First, what would a randomized study look like? Well, it would have to look something like this – where we randomly take a group of kids – with consent or even against their will – and assign them to either the charter or traditional school option. The mix of kids in each group is truly random and checked to ensure that the two groups are statistically representative (using better than the usual measures) of the population. Then, we have to make sure that all other “non-treatment” factors are equivalent, including access to facilities, resources, etc. That is, anything that we don’t consider to be a feature of the treatment itself. This is especially important if we want to know whether expanding elements of the treatment are likely to work for a representative population. This is a randomized, controlled trial.
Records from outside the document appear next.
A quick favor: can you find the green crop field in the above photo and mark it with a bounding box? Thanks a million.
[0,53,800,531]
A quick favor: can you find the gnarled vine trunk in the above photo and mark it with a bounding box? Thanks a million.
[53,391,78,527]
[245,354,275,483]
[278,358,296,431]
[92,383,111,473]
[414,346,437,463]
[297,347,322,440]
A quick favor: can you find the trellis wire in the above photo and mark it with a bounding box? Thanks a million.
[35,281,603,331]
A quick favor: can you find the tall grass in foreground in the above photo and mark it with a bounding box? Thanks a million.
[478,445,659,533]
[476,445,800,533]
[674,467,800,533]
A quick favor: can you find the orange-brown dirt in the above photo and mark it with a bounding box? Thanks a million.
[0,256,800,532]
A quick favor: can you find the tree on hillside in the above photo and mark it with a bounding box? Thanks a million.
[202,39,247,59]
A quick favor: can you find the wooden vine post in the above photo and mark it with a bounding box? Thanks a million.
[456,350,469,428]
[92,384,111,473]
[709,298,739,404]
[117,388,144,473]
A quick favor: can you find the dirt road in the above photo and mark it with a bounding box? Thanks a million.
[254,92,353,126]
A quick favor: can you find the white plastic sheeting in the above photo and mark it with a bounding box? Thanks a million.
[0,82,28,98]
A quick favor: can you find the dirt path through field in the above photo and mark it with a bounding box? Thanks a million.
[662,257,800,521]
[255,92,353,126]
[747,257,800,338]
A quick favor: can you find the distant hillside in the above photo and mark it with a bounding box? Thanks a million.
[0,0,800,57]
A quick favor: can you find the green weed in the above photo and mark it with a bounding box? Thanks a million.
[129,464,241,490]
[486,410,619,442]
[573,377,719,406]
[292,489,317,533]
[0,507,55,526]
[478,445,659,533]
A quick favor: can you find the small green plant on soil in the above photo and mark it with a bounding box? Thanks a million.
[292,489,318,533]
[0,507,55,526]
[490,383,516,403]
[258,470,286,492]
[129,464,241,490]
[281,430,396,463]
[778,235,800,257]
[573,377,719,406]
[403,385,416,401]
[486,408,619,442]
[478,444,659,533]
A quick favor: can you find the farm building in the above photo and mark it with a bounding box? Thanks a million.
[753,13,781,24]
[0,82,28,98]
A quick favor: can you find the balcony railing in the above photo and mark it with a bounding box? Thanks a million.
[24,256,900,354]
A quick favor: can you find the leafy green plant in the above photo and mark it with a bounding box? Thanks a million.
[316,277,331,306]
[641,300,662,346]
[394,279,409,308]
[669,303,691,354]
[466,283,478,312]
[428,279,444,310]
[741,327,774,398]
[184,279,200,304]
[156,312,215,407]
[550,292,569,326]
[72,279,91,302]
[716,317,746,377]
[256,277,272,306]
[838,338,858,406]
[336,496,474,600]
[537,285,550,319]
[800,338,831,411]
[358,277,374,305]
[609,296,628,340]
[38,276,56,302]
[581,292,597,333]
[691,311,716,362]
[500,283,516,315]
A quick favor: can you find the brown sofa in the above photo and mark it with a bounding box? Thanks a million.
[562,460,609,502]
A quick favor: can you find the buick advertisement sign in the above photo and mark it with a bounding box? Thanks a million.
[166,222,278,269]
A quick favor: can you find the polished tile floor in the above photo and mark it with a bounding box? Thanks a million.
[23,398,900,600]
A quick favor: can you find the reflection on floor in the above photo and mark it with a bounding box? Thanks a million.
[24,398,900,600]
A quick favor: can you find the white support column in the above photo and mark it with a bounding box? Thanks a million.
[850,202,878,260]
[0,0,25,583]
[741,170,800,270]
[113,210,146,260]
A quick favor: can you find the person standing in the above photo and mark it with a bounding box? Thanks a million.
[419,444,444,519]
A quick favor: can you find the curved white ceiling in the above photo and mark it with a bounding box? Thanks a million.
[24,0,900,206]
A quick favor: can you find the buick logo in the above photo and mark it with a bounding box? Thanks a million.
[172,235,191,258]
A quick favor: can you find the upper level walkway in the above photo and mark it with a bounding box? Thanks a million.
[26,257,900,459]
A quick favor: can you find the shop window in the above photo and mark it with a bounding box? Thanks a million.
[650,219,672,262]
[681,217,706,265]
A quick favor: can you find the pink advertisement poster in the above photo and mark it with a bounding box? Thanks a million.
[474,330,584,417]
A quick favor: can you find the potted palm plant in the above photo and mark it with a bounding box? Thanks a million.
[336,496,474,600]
So then, what’s randomized in a randomized charter school study? Or lottery-based study? One might sketch out a lottery-based study as follows:
Here, the study is really only randomized at one point in a long complicated sequence – the lottery itself. Students and families have to decide they want to enter the lottery – that they are interested in attending a charter school, which will ultimately affect the composition of the charter school enrollments. Then, among those selecting into the pool, students are randomly chosen to attend the charters along side others randomly chosen to attend (from a non-random pool of lottery participants), and the others randomly selected, to go, well, somewhere else… with a group of peers non-randomly chosen to end up in that same somewhere else.
So, while the studies compare the achievement of kids randomly chosen to those randomly un-chosen (thus comparing only those who tried to get a charter slot), the kids are shuffled into settings that are anything but randomly assigned, containing potentially vastly different peer groups and a variety of other differences in setting. Add to this the likelihood of non-random student attrition, further altering peer group over time.
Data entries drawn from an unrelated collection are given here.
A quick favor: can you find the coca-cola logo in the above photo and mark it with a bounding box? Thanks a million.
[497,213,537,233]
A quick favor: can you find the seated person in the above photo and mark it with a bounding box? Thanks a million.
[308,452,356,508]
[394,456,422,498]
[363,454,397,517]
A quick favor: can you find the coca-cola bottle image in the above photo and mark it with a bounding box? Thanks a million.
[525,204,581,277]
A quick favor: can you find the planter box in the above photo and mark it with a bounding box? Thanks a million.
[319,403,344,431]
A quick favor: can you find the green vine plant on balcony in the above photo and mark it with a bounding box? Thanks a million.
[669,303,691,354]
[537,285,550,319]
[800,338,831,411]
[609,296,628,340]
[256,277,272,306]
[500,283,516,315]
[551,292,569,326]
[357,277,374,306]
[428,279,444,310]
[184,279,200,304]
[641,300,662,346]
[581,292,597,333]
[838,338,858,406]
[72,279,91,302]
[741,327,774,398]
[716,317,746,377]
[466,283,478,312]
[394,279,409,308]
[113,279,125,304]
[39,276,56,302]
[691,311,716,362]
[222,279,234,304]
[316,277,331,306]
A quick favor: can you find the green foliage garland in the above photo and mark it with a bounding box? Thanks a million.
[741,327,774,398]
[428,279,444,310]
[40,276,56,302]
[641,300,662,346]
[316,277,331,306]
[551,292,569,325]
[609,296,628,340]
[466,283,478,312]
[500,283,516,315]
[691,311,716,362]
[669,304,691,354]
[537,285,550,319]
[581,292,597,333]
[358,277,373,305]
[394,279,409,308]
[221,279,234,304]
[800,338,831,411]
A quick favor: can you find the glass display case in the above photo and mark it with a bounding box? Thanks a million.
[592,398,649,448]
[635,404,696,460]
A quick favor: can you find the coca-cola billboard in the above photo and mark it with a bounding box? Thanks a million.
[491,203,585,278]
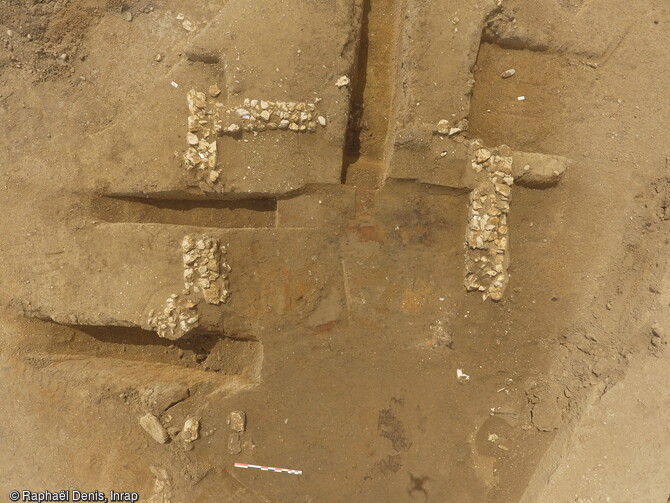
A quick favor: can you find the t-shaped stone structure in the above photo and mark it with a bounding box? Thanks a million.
[465,140,567,301]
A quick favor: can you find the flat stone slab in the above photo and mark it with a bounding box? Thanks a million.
[512,152,570,189]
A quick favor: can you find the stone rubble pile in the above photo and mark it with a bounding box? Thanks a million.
[184,89,220,185]
[215,98,326,135]
[184,84,327,187]
[148,294,200,340]
[465,140,514,301]
[147,234,231,340]
[181,234,230,304]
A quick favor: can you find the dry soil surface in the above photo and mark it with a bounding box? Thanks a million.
[0,0,670,503]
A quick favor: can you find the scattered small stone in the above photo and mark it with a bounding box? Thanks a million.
[228,432,242,454]
[209,84,221,98]
[335,75,350,88]
[512,152,570,189]
[147,466,172,503]
[228,410,247,432]
[530,399,562,431]
[140,383,190,416]
[140,413,170,444]
[651,323,665,338]
[436,119,449,136]
[180,417,200,442]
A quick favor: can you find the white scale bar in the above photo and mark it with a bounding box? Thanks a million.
[235,463,302,475]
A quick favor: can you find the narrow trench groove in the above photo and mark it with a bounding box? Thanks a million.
[342,0,401,189]
[88,196,277,228]
[28,322,263,377]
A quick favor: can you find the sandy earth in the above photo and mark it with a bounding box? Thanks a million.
[0,0,670,503]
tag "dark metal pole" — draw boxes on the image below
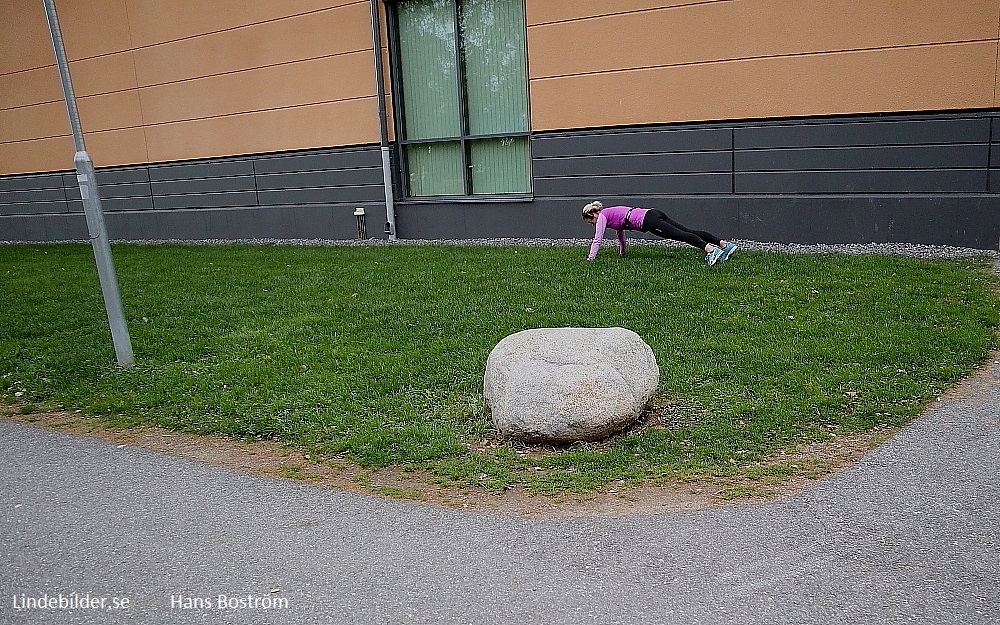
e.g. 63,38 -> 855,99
370,0 -> 396,241
42,0 -> 135,367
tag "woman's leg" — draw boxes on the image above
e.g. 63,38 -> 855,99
642,208 -> 725,251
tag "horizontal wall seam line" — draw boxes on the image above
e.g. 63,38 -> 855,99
125,95 -> 375,132
530,39 -> 997,80
528,0 -> 734,28
0,100 -> 65,113
128,49 -> 371,91
0,0 -> 368,73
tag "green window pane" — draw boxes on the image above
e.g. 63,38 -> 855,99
396,0 -> 462,139
469,137 -> 531,193
406,141 -> 465,196
460,0 -> 528,135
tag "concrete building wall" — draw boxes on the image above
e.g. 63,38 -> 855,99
0,0 -> 1000,249
0,0 -> 378,174
527,0 -> 1000,130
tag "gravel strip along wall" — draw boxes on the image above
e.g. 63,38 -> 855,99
0,239 -> 1000,259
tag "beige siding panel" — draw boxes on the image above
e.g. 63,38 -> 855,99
86,128 -> 149,167
0,99 -> 69,142
528,0 -> 1000,78
129,4 -> 371,86
0,65 -> 62,109
76,91 -> 142,132
524,0 -> 720,26
142,54 -> 375,124
0,0 -> 55,74
146,97 -> 378,162
531,41 -> 997,130
56,0 -> 132,60
127,0 -> 367,47
72,52 -> 142,97
0,134 -> 73,175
As such, I very much prefer these studies to be referred to as “lottery-based” rather than randomized or experimental. These studies are randomized at only one step in this process, potentially conflating setting/peer effects with treatment effects, thus substantially compromising policy implications.
As with those matching studies, the types of variables used to check and/or correct for peer composition and non-randomness of attrition are often too imprecise to be useful.
One fun alternative would be to pull a switch, whereby the charter teachers, their model, instructional strategies etc. would be traded with the district schools’ teachers, model and strategies, as a confirmatory test to see whether the charter model effects are actually transferable (assuming there were effects to begin with).
Clearly, I’m asking way too much to assume that charter school, or most other program/intervention research in education be based on real RCTs. That’s not going to happen. And I’m not convinced it would be that useful for informing policy anyway. But, my point in this post is to make it clear that the difference between the types of matched student studies done by CREDO, for example, and the studies being (mis)characterized as “gold standard” randomized studies is far more subtle than many are willing to admit and NEITHER ARE WHAT THEY’RE REALLY CRACKED UP TO BE!